A couple years ago, I read through Wally Lamb’s 900 or so page novel I Know This Much Is True, the story of two identical twin brothers and how one may feel shackled to the other when that twin, a paranoid schizophrenic with strong religious convictions, does something in a public place, forcing both brothers to look at their lives and how they turned out. Told from the first person perspective of mentally healthy–to use the term loosely–twin Dominick Birdsey, it’s a book about a man learning a lot about himself after his mirror image of a brother does something shocking.
Then HBO made a mini-series version of it with Mark Ruffalo playing both brothers, and I knew it was only a matter of time before I got to it.
Here’s the set-up: in Three Rivers, Connecticut in the early 90s, the story opens with Thomas Birdsey, in an act of penance to prevent the Gulf War, cuts his own hand off in a public library. Thomas has a history of mental illness but never anything like this. He’d even been more or less allowed to live if not independently, than to hold down a job at his hospital and go out with his family. His mother (Melissa Leo) had died of breast cancer, his stepfather Ray is the kind of guy who believes emotional stoicism is the defining trait of a man, and that just leaves brother Dominick to take care of him.

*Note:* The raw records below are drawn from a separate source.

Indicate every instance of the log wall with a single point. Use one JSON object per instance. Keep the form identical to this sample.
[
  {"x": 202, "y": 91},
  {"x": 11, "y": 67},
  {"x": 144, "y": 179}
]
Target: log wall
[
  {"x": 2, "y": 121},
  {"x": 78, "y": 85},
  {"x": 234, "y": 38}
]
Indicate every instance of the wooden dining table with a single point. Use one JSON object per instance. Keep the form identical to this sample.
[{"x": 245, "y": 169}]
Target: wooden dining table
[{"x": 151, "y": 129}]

How much Dominick wants to is up for debate.
Dominick has his own problems. Ruffalo plays both brothers well, with Dominick having a bit of facial hair and Thomas being a bit pudgier. When his mother was dying, Dominick, a contractor, opted to fix up her kitchen, and he eventually got the idea to get the autobiography of the Italian grandfather he never met translated to English. That had been something his mother, who likewise couldn’t read it but she revered her father all the same, had given Dominick, and all he wanted was to get it translated, so he took it to an college professor (Juliette Lewis) to translate.
For what it is worth, Lewis’s Nedra Frank was what I felt the weakest part of the original novel, coming across as little better than a stereotypical college feminist, but Lewis does OK with her handful of scenes as she gets mad at Dominick and then disappears with the manuscript Dominick had already paid her to translate. Dominick’s grandfather may have had, at best, a overinflated sense of his own self. It doesn’t help that Ma is dead by then anyway.

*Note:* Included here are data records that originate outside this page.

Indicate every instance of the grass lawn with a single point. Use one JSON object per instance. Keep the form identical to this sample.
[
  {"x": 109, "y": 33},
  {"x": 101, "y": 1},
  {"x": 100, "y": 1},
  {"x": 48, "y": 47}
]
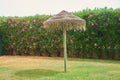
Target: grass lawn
[{"x": 49, "y": 68}]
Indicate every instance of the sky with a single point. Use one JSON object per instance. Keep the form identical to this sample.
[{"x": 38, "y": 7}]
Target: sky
[{"x": 50, "y": 7}]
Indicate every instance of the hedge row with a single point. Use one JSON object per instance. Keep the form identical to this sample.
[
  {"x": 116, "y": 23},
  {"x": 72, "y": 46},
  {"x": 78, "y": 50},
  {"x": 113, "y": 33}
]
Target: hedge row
[{"x": 25, "y": 36}]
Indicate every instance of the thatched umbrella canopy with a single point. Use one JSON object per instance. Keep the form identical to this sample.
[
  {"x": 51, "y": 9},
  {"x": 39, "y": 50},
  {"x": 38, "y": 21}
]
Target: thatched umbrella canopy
[{"x": 65, "y": 21}]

However, that just helps to show Dominick’s own problems. He never learned who his biological father was, and that doesn’t sit well with him. He’s got something of a violent temper. He never hits anyone, but it isn’t above breaking things when he gets mad. And he’s still smitten with his ex-wife Dessa, a sweet woman who is still close to the family and may still be in love with Dominick but she has a new boyfriend she lives with now as it is.

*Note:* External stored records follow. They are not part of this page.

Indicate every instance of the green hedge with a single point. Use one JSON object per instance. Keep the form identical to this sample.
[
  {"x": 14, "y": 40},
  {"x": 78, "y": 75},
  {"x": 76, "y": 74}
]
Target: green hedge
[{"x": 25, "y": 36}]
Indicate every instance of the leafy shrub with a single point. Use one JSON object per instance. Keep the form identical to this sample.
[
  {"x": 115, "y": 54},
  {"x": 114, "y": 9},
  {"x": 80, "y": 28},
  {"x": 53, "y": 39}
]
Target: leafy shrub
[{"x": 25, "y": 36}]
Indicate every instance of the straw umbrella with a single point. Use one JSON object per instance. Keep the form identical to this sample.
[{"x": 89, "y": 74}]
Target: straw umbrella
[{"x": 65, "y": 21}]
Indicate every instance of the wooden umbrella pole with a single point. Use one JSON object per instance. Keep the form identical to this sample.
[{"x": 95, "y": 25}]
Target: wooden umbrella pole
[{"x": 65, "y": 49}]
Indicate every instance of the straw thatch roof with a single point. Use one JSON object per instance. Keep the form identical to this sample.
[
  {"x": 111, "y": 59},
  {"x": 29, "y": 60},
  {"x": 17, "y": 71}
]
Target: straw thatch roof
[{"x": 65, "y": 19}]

Dessa is played by Katheryn Hahn, and after WandaVision, I don’t blame Dominick at all for his continued feelings for this woman. Granted, Dessa is nothing like Agatha Harkness from her one scene here and this isn’t the type of story to do what WandaVision did, but the point stands.
However, Dominick’s temper and Thomas’s actions have Thomas sent to a much less pleasant mental hospital, one used for more violent patients despite the fact Thomas’s violence was aimed at himself and no one else. That Dominick acceded to Thomas’s wishes that the severed hand not be reattached says something about both brothers, and from there, well, I think it is safe to say Dominick’s story of self-discovery is only just beginning. I do remember how this one turned out, but I am looking forward to seeing how the adaptation tells this story.